I want to use the rest of this post to talk about stigma and struggle. When mental health is considered solely as a medical illness, disabling social determinants are inadequately figured into approaches to support and remedy. We can't end the stigma on mental illness without also ending poverty. Dividing mental health initiatives from the pursuit of social justice is inadequate.

I choose to say "mental unwellness" or "mental struggle"in recognition that many more factors than diagnosis create mental struggle and human suffering. Unwellness/struggle help to deconstruct the binary tendency of medical authorities to group people as either healthy or mentally ill.

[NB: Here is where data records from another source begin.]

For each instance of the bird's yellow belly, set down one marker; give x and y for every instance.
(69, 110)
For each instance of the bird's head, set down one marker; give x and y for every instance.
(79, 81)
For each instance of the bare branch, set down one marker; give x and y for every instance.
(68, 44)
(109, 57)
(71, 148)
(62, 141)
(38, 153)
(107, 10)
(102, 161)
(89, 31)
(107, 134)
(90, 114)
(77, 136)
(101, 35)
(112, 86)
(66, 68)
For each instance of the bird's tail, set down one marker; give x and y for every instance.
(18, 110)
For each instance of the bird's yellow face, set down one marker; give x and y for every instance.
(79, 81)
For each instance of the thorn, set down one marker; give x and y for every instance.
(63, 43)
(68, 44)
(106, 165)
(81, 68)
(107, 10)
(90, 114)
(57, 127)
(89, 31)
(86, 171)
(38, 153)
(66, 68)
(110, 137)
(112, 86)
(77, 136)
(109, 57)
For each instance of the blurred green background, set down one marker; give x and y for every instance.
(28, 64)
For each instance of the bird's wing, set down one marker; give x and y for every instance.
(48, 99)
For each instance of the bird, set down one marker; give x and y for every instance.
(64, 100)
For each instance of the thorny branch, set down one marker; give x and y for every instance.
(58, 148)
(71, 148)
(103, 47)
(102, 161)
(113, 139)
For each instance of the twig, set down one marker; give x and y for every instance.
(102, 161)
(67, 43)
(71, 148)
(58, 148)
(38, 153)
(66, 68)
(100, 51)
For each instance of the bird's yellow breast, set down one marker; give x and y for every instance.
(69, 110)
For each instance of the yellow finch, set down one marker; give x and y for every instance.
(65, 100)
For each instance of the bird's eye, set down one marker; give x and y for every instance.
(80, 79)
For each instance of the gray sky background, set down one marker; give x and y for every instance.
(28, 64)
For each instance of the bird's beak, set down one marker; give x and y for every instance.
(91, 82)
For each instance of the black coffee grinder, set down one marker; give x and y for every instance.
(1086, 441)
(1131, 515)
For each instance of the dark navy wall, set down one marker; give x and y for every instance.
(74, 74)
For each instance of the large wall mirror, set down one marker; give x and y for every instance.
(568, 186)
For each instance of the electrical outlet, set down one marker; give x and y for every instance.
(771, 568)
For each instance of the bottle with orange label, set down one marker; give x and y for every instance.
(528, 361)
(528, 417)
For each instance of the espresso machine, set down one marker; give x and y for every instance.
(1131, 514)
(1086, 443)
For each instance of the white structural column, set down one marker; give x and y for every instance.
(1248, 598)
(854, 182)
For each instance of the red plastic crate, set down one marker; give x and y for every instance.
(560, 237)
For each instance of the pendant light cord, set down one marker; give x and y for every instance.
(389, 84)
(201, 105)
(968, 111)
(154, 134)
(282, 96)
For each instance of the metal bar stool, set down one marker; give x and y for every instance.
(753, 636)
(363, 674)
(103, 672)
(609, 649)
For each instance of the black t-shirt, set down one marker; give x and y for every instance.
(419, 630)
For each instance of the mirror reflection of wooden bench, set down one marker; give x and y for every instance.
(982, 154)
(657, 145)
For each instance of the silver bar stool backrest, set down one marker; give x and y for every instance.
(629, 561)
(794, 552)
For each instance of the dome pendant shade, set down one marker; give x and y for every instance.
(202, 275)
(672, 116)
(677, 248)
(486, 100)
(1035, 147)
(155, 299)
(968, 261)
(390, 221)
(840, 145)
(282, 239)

Neurodiversity is the concept that articulates individuals along a spectrum of neurological profiles with varying degrees of conformity to hegemonically defined norms. Neurodiversity aims to replace binary classifications of neurological profiles as either enabling or disabling by meaningfully incorporating the social model of (dis)ability into the disciplines of psychology and psychiatry.

Socially modelling (dis)ability and neurological profiles means that the unit of understanding becomes difference among individuals on a spectrum of possibility. Difference is not an inherent disadvantage; it is a factor that characterizes those outside norms as disadvantaged because of social context. Condition cannot disable without context.

Attention deficit and hyperactive disorder (ADHD) and autism spectrum disorder (ASD) are the common examples of the contextual disabling of neurodiversity. People who experience ADHD and ASD exhibit a difference that is disadvantageous only because of a set of expectations of human interaction and behavior defined in the most narrow of terms. The world wasn't built for these neurological profiles to excel, despite competencies that allow them to exceed expectations where neurotypical brains fall short.

Embracing neurodiversity as public health strategy means leaving behind the oversimplified de-politicized pathologization of mental health. This approach to mental health means we need to stop saying "you'd see a doctor for your heart, why wouldn't you for your mind" without taking responsibility for the policies and practices that exclude and disable neurodiversity.

#Thisisme mentally unwell, but managing.